It’s not often you discover a band that aligns with both a local show of theirs, plus an album release and, most importantly, happen to be one of the best modern bands out there. Acid Baby Jesus, a psych-garage-rock four piece from Athens, Greece, exceed (my already great) expectations onstage The Victoria, Dalston that it’s impossible to take your attention away from them; they have the audience in the palm of their hand. Playing to a sold out London crowd, up front everyone has just about enough room to bounce off one another, becoming comfortably close and sweaty, lead singer Noda plays off the audience and vice-versa, wanting to get “..everything loose and groovy” from the get go, the crowd’s response to throw some acid out, launches into the familiar footing of ‘Vegetable’ where audience participation comes easily. Tonight, older material is mixed with songs from the latest album ‘Lilac Days’ (29/09/17) which guitarist Tili eagerly wants to share with us and everyone can’t wait to get a piece of, by their set’s closure: “We only just got our hands on it today and it’s available to buy over there from our very much fifth band member, Kris”.

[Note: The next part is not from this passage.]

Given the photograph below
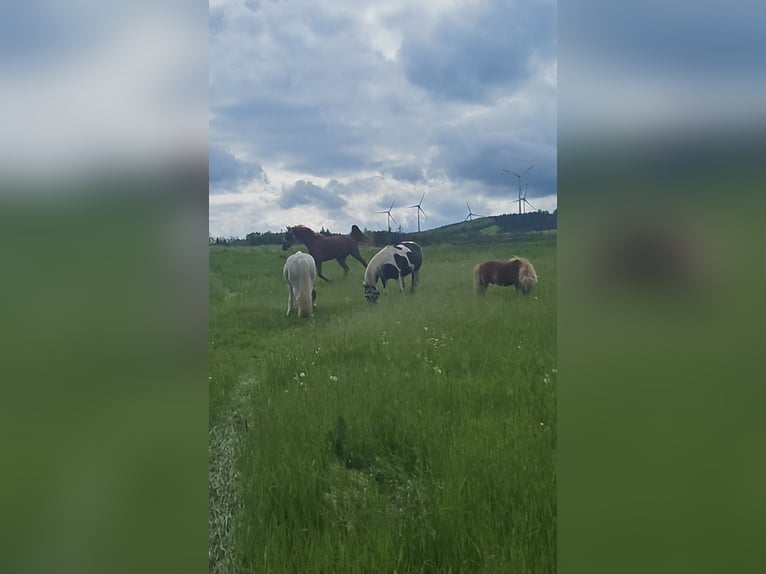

The experimental moments are tonight’s highlights, and when you attempt to pair their sound to another you’re left with so many cross references and contradictions – 60’s psychedelia to garage-punk to 70’s prog-rock, they even throw in a bit of glam-rock; comparisons to Marc Bolan’s aesthetics are natural with frontman Noda’s effervescent stage persona along with his silver glittered eyes, just about distinguishable under masses of curly hair.
There are so many off the wall moments and stand out guitar solo’s that everyone here tonight is left completely satisfied and speechless by Acid Baby Jesus’s departure. Speaking just days beforehand with drummer, Marko, he offered us a very valuable point in how modern music is so fortunate to have such an timeless back catalogue of ‘greats’ to reference: “…it’s the first time a whole generation grows up with all the history of recorded music at our disposal”. When you consider the concept of Rock n’ Roll, akin to an artist emulating another movement through their painting, Impressionism for instance, yet distinctly follows a path of their own making; as Marko continues “…rock n’ roll as an art form has strong roots in certain traditions and sounds. We try to continue on that path while bringing our own sensibilities to it”, all comparisons to other musicians becomes almost irrelevant. Acid Baby Jesus are exceptional artists in their own right, one’s that are set to become a legacy of our generation; long live Rock n’ Roll!